Anti-fracking campaigners who exercise their democratic right to protest are heroes
What does a “domestic extremist” look like? Someone wearing a red baseball cap emblazoned with slogans claiming to make their country “great again”? A far-right thug who uses the threat of violence in an attempt to intimidate anyone who looks different from them? Or members of a community peacefully waving home-made placards, campaigning to protect themselves from pollution?
It’s far from a term of endearment and I doubt that many people would welcome being labelled as a “domestic extremist”, whether they fit the descriptions above or not. Yet that’s what Police Scotland sees me and other Green activists to be.
As reported in the Sunday National and the Ferret, Police Scotland has been trying to infiltrate communities near the Ineos petrochemical plant at Grangemouth and disrupt other campaigns. This is described in both their local and national planning documents, lumping peaceful protesters into the same category that includes the far-right threat posed by banned neo-Nazi groups such as Scottish Dawn and National Action.
Recent years have seen revelations of past police actions targeting campaigners, but it’s clear now that Police Scotland is continuing to treat so-called “Extreme Left Wing activity” in the same way as those kinds of far-right threats. So to be clear, if you have been involved in “protests around shale oil and gas extraction and unconventional oil and gas extraction” then the police are calling you a “domestic extremist”.
Greens have been consistent in the cross-party fight against fracking in Scotland, but that case has also been made by members of the SNP and even people who are now government ministers. So that means members and supporters of the Greens, Labour, the SNP and members of other parties and none have been given this insulting and ludicrous label. People who have been peacefully protesting for their own communities not to be put in danger by fracking tycoons have also been dubbed extremists.
Let me say unequivocally, anti-fracking campaigners who exercise their democratic right to protest are heroes, no matter what Police Scotland thinks of them.
Issues of justice are devolved and ministers in Scotland are responsible for overseeing policing in our country. All this begs the question of when ministers, including the First Minister, knew that Police Scotland tarred our activists with such a disgusting slur.

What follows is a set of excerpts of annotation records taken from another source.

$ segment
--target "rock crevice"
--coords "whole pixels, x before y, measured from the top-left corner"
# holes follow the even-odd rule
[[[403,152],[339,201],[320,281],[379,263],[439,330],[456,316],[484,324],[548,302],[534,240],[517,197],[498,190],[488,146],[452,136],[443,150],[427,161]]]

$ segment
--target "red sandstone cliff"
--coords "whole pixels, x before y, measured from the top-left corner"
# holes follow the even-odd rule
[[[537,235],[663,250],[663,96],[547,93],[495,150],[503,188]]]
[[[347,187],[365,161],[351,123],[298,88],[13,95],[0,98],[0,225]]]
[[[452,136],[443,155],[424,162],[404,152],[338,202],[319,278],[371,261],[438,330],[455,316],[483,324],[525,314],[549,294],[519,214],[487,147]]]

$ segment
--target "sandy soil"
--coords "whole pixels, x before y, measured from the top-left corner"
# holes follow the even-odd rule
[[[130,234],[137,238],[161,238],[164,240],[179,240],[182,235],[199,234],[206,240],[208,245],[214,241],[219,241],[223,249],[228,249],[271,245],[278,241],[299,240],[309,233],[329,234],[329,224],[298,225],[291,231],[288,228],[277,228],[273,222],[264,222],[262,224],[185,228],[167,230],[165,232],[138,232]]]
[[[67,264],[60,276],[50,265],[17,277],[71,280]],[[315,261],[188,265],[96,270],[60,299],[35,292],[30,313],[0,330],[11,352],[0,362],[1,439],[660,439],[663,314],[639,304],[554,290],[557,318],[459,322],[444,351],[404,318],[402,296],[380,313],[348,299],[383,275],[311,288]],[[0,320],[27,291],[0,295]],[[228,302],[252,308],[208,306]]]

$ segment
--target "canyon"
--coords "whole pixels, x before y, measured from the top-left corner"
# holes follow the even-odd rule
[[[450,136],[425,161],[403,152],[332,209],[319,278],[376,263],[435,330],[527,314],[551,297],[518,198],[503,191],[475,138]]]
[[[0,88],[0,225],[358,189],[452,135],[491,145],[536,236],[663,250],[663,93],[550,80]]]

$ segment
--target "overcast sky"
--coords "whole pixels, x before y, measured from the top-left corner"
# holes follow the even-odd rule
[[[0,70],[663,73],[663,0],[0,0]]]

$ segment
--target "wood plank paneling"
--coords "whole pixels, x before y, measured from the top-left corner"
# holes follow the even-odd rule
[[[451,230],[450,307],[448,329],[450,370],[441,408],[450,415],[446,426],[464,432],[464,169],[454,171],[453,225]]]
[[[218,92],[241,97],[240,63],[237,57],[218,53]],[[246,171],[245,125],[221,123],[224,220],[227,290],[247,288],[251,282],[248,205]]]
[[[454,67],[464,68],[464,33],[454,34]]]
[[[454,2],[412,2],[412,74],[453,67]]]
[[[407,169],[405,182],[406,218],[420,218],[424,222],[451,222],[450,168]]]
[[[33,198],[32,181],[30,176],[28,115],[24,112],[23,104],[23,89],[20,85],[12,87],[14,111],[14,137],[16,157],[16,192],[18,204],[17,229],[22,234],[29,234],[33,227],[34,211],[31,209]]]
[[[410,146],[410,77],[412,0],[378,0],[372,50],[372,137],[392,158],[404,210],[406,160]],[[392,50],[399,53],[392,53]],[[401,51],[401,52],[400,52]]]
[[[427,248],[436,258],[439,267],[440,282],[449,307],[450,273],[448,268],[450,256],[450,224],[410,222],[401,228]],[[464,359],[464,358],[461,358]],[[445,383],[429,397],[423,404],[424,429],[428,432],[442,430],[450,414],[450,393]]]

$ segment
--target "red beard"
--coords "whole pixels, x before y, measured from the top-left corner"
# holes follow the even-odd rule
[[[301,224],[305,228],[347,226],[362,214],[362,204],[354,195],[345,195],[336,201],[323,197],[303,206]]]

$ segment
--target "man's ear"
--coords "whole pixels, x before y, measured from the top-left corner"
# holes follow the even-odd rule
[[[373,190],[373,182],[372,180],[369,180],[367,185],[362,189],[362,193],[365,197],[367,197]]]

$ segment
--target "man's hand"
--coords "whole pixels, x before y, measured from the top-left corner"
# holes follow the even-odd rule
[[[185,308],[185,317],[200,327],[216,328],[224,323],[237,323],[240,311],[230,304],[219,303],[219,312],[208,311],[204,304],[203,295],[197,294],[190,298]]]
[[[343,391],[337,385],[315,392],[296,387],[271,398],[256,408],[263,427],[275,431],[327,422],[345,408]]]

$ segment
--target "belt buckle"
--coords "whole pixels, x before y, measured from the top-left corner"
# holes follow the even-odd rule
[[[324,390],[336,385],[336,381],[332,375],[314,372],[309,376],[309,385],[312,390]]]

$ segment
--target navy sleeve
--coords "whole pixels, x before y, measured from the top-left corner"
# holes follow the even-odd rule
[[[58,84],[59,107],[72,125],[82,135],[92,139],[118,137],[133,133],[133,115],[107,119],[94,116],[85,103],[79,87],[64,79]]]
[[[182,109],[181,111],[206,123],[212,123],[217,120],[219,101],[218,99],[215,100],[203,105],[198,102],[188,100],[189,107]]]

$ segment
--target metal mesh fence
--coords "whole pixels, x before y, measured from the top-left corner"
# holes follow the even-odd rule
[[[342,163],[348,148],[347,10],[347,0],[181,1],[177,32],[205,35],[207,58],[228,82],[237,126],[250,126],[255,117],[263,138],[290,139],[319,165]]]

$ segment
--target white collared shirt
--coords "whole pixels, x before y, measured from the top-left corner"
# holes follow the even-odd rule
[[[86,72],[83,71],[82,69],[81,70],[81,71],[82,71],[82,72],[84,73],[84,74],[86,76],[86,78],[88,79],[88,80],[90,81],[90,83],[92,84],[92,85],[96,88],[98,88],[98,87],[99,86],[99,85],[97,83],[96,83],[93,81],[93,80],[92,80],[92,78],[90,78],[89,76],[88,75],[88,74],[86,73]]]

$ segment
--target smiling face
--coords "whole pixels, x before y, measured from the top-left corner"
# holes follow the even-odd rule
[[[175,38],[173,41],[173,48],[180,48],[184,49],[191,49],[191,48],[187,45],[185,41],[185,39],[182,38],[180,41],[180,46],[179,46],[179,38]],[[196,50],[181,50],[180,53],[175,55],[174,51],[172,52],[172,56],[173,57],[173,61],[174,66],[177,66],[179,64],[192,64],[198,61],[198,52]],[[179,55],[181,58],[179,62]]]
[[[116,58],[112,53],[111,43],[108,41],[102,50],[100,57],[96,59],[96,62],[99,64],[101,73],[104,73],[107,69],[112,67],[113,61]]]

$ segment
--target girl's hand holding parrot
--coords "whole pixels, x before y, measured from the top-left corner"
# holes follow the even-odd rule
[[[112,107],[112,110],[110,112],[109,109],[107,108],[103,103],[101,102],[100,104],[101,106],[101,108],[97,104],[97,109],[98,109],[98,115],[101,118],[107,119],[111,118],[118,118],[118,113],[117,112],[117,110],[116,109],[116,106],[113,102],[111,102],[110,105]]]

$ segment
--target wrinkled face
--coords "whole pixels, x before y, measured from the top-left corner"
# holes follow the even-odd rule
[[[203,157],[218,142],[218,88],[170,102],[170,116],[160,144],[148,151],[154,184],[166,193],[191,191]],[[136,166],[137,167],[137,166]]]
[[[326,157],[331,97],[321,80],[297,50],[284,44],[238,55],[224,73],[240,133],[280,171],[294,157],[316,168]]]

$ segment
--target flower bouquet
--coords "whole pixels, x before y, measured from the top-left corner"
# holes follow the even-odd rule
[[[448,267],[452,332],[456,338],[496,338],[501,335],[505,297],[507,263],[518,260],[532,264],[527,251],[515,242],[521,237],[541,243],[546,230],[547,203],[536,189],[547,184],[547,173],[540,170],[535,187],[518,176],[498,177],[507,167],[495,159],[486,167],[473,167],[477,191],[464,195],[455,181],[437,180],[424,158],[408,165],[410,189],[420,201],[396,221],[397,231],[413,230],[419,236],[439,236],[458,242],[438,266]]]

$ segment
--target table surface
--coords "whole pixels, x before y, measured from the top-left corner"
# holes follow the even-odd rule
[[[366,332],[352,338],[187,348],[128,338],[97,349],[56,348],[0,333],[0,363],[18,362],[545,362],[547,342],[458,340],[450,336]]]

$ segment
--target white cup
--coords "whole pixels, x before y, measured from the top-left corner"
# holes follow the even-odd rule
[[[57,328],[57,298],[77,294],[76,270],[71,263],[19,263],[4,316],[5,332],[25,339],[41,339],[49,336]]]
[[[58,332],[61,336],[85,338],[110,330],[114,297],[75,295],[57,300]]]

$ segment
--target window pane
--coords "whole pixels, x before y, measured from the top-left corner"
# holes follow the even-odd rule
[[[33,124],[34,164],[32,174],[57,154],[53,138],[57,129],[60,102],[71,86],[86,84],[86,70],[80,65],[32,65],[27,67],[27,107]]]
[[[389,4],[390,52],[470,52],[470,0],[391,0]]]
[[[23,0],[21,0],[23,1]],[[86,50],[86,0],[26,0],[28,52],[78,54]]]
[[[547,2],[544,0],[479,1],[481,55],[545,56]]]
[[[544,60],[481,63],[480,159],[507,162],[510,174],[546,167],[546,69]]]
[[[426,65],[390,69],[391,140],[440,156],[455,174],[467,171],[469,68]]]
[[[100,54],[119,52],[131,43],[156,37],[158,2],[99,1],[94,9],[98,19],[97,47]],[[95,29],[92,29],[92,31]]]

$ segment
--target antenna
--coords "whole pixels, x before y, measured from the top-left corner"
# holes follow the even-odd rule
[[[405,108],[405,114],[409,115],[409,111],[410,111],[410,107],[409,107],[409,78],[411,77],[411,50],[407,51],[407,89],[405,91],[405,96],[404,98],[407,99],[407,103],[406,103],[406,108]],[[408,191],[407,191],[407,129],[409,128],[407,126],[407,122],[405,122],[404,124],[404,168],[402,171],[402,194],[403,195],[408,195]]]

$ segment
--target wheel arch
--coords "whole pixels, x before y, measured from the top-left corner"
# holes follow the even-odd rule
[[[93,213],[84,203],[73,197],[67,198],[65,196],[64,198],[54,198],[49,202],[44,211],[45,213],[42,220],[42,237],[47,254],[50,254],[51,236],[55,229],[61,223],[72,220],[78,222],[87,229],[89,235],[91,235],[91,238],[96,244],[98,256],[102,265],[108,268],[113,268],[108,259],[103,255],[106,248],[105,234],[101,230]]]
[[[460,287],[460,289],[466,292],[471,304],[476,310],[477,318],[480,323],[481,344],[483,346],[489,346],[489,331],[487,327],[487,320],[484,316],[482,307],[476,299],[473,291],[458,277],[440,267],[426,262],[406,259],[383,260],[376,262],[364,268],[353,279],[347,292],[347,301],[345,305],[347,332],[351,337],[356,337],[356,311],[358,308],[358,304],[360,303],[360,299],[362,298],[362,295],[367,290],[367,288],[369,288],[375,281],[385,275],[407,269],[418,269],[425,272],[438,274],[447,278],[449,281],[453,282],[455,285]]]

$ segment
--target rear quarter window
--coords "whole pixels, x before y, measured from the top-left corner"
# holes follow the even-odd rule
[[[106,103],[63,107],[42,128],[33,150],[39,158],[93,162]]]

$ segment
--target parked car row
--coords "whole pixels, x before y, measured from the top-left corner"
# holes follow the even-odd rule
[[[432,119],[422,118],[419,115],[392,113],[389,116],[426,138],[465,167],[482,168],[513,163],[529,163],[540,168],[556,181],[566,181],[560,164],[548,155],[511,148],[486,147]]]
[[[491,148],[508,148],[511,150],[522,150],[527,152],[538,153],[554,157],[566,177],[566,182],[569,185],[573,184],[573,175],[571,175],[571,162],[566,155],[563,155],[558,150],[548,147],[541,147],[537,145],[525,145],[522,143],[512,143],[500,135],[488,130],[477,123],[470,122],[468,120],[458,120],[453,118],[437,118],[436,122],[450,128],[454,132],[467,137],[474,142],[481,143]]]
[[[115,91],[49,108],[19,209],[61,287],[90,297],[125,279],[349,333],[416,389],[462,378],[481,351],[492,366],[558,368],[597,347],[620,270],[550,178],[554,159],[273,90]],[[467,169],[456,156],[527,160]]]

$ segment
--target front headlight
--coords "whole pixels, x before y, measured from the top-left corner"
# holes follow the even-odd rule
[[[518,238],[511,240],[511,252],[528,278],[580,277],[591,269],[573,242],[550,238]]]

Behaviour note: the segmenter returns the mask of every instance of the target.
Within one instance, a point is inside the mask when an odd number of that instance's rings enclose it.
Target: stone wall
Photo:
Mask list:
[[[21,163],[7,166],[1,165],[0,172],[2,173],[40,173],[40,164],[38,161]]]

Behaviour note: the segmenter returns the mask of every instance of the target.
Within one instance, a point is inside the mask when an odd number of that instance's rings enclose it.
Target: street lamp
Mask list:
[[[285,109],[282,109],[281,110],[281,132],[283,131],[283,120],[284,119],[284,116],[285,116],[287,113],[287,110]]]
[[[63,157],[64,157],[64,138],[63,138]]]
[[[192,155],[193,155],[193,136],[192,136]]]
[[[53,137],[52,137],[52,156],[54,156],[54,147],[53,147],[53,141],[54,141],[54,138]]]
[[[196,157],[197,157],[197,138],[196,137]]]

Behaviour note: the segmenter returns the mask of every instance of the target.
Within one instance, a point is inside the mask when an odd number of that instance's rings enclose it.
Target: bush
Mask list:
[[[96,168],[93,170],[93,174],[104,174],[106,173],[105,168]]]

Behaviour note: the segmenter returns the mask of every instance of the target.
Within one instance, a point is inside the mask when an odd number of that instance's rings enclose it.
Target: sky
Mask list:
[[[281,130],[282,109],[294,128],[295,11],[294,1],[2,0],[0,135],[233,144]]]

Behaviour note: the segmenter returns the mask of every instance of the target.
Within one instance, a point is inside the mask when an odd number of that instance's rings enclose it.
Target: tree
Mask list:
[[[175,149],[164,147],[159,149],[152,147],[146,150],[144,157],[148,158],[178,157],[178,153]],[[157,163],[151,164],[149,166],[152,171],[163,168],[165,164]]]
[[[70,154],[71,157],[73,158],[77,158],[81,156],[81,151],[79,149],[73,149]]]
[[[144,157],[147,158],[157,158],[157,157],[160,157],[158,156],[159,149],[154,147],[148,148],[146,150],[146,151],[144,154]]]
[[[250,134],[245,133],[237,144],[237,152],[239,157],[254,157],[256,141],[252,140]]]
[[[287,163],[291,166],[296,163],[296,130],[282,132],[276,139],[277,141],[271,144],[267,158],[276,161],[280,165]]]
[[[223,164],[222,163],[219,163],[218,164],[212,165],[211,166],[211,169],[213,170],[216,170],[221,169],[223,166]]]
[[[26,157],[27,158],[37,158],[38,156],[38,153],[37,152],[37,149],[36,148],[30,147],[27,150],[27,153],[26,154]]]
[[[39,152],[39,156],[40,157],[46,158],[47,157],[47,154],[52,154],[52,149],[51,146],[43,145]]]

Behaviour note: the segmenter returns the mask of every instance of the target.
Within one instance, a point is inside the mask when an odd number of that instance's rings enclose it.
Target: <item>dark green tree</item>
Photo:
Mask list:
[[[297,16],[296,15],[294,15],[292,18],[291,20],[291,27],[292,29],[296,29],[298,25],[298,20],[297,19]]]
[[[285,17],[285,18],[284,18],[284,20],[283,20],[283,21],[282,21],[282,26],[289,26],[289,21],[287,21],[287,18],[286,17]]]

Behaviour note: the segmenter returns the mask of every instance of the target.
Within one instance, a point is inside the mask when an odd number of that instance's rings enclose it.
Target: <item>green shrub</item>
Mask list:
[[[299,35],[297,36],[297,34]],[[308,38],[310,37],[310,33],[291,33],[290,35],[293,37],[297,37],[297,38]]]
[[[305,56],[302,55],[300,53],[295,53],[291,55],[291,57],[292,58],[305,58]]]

I asked Nicola Sturgeon about this yesterday at Holyrood and the issue was dismissed as an “operational” issue. It’s not. It’s a political question about the relationship between police and citizens in this country. The Government should clarify when they became aware of this and what actions they are going to take to challenge Police Scotland’s attitude.
If individuals, campaign groups and communities cannot peacefully campaign on issues that matter in our society without being treated as “domestic extremists”, the same category used to describe racist and fascist forces, this strikes at the heart of freedoms which are of critical importance in a democratic society.
We’ve known for years that environmental campaigners, along with peace activists and others, have in the past been spied on or infiltrated by police forces in the UK, including in Scotland, but this statement of current practice is shocking.
The Green spokesperson for justice, John Finnie MSP, has already sought answers from the Chief Constable. I’m pleased that the First Minister now intends to raise this issue with him too, but it needs to be made clear that the situation must change.
The section of the Police Scotland annual plan which lumps anti-fracking and animal welfare campaigners in with the far-right states an intention to “explore all opportunities to disrupt and detect their activities”. This cannot be allowed to stand.
Tomorrow I’ll be joining members of my party – as well as people in the SNP, Labour and many others – at Faslane Naval Base to protest the existence of weapons of mass destruction in Scotland; just as people have worked together across party lines to oppose blood sports, environmental destruction, asylum evictions and more.
I’m sure that many individual police officers working at the rally will not want to treat peaceful citizens in the same way as far-right hate-mongers. They know, in spite of what Police Scotland says, that fracking, environmental and peace campaigners are as far removed from “domestic extremism” as it gets.
I’m also sure the First Minister knows that many of her own party members will be there tomorrow, and I hope she will take the action necessary to ensure that Police Scotland rethink their approach and accept that their duty is to protect people’s freedom to peacefully campaign for a better world, not to disrupt us.
We have a right to a guarantee that nobody will be designated by Police Scotland as domestic extremists merely for attending a peaceful rally.